Macron had also been “affected” by Hudson’s interview, a source told Bloomberg. The CEO of Sanofi was summoned to meet Macron next Tuesday.
Sanofi has long received funding from the United States government from the US Biomedical Advanced Research and Development Authority.
On February 18, Sanofi announced a new partnership with BARDA, with a new cash injection of 30 million dollars to help find a vaccine.

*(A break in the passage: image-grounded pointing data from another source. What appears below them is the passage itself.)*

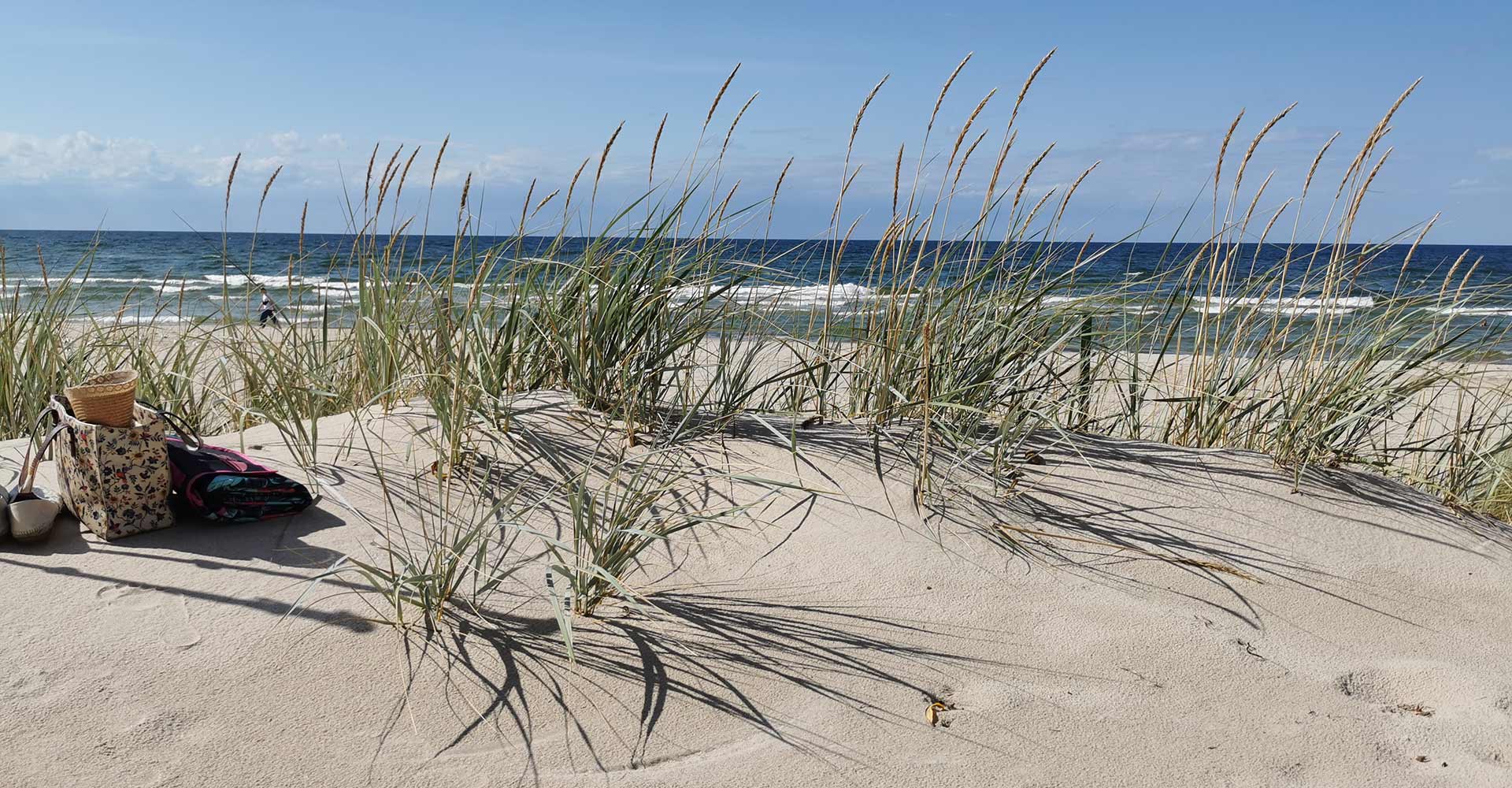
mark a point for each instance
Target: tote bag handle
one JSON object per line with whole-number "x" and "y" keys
{"x": 177, "y": 424}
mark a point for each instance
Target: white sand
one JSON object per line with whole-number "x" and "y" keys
{"x": 803, "y": 652}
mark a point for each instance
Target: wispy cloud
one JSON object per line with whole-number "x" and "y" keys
{"x": 1162, "y": 141}
{"x": 82, "y": 156}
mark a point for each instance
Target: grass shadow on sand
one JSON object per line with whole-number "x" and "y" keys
{"x": 699, "y": 649}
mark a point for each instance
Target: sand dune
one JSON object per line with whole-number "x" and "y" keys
{"x": 1352, "y": 633}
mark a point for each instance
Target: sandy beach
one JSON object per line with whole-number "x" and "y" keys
{"x": 1351, "y": 633}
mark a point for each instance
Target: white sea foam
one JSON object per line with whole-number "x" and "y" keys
{"x": 1472, "y": 312}
{"x": 1285, "y": 306}
{"x": 802, "y": 297}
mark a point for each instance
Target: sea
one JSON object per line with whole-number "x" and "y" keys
{"x": 182, "y": 276}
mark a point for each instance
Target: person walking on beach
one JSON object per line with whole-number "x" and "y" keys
{"x": 268, "y": 310}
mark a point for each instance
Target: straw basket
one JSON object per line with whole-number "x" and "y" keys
{"x": 105, "y": 398}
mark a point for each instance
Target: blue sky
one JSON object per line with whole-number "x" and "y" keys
{"x": 123, "y": 115}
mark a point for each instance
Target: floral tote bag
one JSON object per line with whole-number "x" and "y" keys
{"x": 113, "y": 478}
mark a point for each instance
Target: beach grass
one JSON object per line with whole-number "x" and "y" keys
{"x": 977, "y": 333}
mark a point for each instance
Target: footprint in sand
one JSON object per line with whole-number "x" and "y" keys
{"x": 167, "y": 613}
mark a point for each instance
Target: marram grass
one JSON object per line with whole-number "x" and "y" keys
{"x": 980, "y": 335}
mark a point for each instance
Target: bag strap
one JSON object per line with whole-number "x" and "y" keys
{"x": 177, "y": 424}
{"x": 29, "y": 463}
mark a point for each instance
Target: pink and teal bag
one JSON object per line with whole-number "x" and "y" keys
{"x": 227, "y": 486}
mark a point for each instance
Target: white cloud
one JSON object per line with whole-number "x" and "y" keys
{"x": 287, "y": 143}
{"x": 1162, "y": 141}
{"x": 80, "y": 156}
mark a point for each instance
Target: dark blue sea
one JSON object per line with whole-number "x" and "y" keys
{"x": 139, "y": 276}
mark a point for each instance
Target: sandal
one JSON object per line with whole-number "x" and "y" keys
{"x": 31, "y": 510}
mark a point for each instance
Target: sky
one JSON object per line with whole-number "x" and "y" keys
{"x": 128, "y": 115}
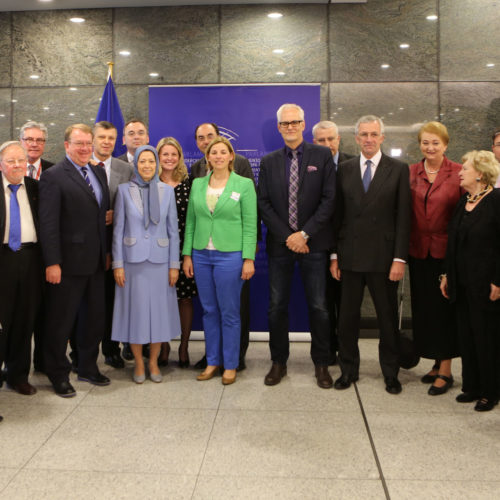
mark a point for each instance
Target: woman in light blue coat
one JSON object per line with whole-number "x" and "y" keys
{"x": 145, "y": 263}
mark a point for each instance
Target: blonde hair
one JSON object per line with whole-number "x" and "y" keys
{"x": 180, "y": 171}
{"x": 227, "y": 142}
{"x": 485, "y": 163}
{"x": 435, "y": 128}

At the time, Sanofi was already working on a vaccine, building on its research on SARS, another respiratory disease.
Hudson said Bloomberg earlier this week, because the United States was the first to fund research for Sanofi, they expected that “if we help you make the doses at risk, we expect to receive the doses first. “
Following collaboration with BARDA, Hudson said the United States could “expect to receive the doses first” in exchange for its support.
Critics of the agreement pointed out that Sanofi benefits from tax credits from the French State.
The French Socialist Party estimates that the French government has saved Sanofi at least 150 million euros, or 162 million dollars, in recent years, the BBC reported.
Thursday, 140 world leaders signed an open letter requesting that a vaccine be universally available and not patented.
“Governments and international partners must unite around a global guarantee that ensures that when a safe and effective vaccine is developed, it is produced quickly on a large scale and made available to all, in all countries , free of charge, “says the letter.
Stefan de Keersmaecker, spokesperson for the European Commission, told Agence France-Presse: “The vaccine against COVID-19 must be a global public good and its access must be equitable and universal”.
A Sanofi representative told Bryan Pietsch of Business Insider Wednesday the company is committed to making its vaccine “accessible to all” if it should prove effective.
The person said that the partnership with BARDA has enabled the company to “start production as soon as possible while we continue to develop and register the vaccine”.
The vaccines would be distributed in the areas where they are produced, added the person.
Macron Thursday said it expected a vaccine to be ready by winter 2021 at the earliest.